This Is Your Brain on Food - Research Update


This brief review article presents small summaries of new research presented at the Society for Neuroscience annual conference in New Orleans last week. The summary provides some good bullet point information, then below that are the abstracts informing the bullet points.

This is your brain on food: Studies reveal how diet affects brain functions

Posted On: October 16, 2012

NEW ORLEANS — Studies released today explore the neurological component of dietary disorders, uncovering evidence that the brain's biological mechanisms may contribute to significant public health challenges — obesity, diabetes, binge eating, and the allure of the high-calorie meal.

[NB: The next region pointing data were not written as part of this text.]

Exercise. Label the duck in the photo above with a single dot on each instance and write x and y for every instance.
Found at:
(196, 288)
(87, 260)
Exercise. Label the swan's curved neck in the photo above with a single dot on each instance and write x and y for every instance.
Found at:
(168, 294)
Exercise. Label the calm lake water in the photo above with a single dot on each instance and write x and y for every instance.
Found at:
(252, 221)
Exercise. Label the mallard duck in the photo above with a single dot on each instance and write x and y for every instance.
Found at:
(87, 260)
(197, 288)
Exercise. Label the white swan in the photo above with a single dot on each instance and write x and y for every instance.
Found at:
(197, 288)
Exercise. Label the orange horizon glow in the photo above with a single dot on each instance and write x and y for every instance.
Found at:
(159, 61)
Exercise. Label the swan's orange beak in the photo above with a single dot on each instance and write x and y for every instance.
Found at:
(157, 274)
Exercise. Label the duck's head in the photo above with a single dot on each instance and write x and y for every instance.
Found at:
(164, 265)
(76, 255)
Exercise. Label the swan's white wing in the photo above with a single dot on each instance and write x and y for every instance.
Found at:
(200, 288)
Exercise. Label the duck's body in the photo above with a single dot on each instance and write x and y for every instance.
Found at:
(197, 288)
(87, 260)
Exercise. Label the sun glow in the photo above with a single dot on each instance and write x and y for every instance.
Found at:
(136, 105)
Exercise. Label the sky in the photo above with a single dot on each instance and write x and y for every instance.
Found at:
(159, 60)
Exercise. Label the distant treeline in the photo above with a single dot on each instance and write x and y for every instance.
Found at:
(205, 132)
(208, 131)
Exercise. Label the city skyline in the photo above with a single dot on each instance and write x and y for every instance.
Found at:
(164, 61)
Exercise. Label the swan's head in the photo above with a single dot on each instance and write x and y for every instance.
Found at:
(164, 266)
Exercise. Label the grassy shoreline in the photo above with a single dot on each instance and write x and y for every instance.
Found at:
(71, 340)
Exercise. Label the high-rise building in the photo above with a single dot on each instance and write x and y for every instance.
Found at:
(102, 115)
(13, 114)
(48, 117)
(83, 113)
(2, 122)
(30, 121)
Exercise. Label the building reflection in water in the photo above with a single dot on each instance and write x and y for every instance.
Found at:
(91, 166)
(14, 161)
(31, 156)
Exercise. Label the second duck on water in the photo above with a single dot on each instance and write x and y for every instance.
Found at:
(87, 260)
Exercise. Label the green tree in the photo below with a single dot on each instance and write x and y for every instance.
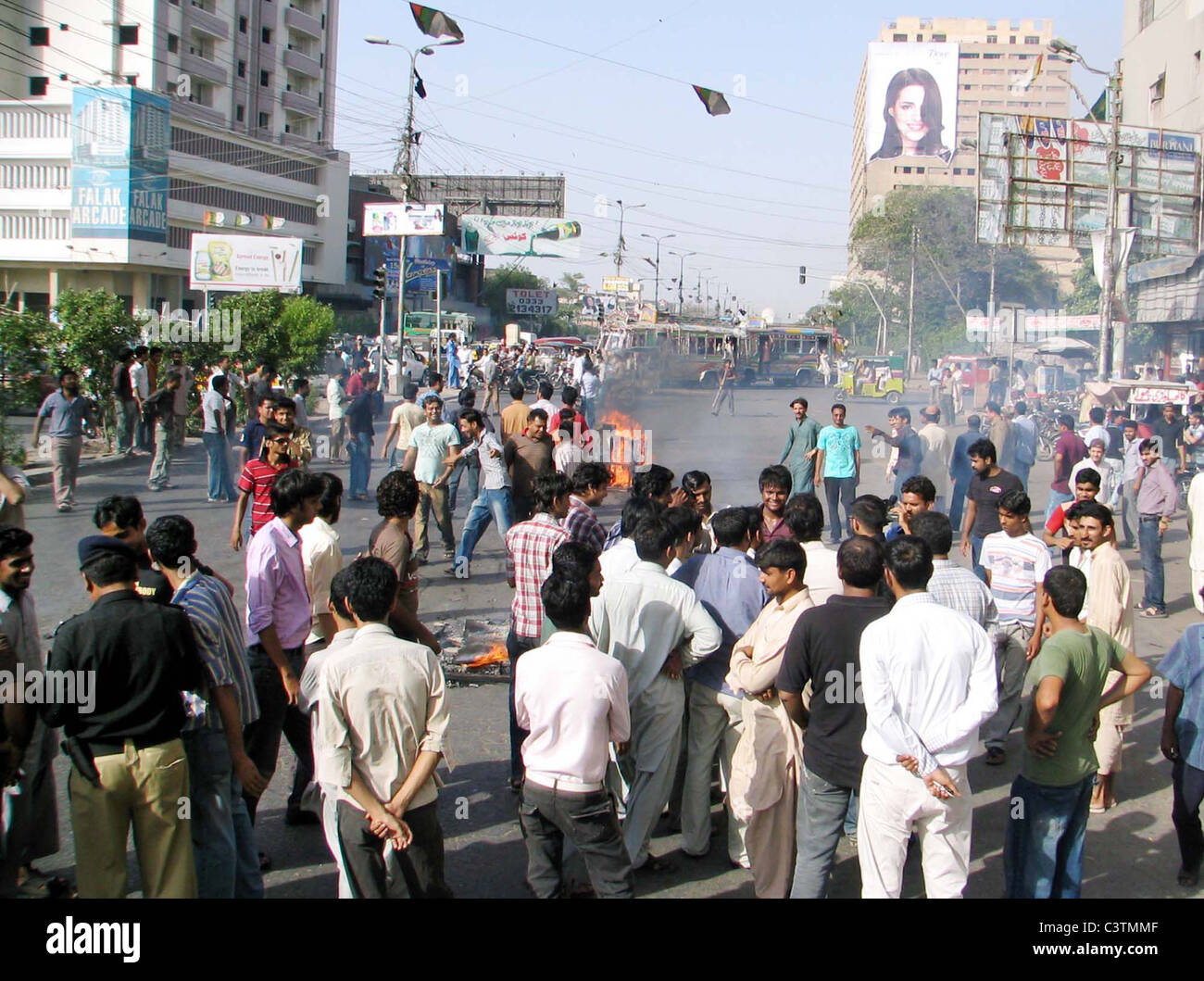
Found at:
(1085, 297)
(952, 270)
(93, 326)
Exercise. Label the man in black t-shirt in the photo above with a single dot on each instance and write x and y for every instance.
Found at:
(987, 485)
(823, 649)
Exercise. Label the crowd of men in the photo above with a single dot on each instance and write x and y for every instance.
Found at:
(842, 687)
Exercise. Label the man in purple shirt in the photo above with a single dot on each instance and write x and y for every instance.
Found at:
(1068, 450)
(278, 614)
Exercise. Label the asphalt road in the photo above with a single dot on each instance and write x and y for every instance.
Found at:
(1131, 851)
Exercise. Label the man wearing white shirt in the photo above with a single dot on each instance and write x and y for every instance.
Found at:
(382, 727)
(1196, 530)
(321, 556)
(928, 683)
(309, 702)
(654, 626)
(572, 698)
(622, 556)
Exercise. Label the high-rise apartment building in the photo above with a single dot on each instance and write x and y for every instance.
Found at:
(974, 65)
(120, 125)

The findings were presented at Neuroscience 2012, the annual meeting of the Society for Neuroscience and the world's largest source of emerging news about brain science and health.

Scientists are ultimately searching for new ways to treat diet-related disorders while raising awareness that diet and obesity affect mental as well as physical health.

Today's new findings show that:
  • Being obese appears to affect cognitive function, requiring more effort to complete a complex decision-making task (Timothy Verstynen, PhD, abstract 802.20, see attached summary).
  • Brain images suggest that when people skip breakfast, the pleasure-seeking part of the brain is activated by pictures of high-calorie food. Skipping breakfast also appears to increase food consumption at lunch, possibly casting doubt on the use of fasting as an approach to diet control (Tony Goldstone, MD, PhD, abstract 798.02, see attached summary).
  • A study in rats suggests they may be able to curb binge-eating behavior with medication used to keep substance abusers clean and sober (Angelo Blasio, PhD, abstract 283.03, see attached summary).
Other recent findings discussed show that:
  • Amidst growing concern that diet-related metabolic disorders such as diabetes impair brain function, an animal study reports that a high-sugar diet may affect insulin receptors in the brain and dull spatial learning and memory skills. But omega-3 supplements may at least partially offset this effect (Rahul Agrawal, PhD, see attached summary).
  • Evidence from a rat study suggests that a new compound under development to treat compulsive eating disorders and obesity may be effective at blocking a specific receptor in the brain that triggers food cravings and eating when activated by "food related cues," such as pictures or smells, irrespective of the body's energy needs (Chiara Giuliano, PhD, see attached summary).
"These are fascinating studies because they show the brain is an often overlooked yet significant organ in an array of dietary disorders," said press conference moderator Paul Kenny, PhD, of The Scripps Research Institute in Florida, an expert on addiction and obesity. "Many of these findings have the potential to lead to new interventions that can help reduce the ranks of the obese, helping those who struggle daily with dietary decisions reassert control over what they eat."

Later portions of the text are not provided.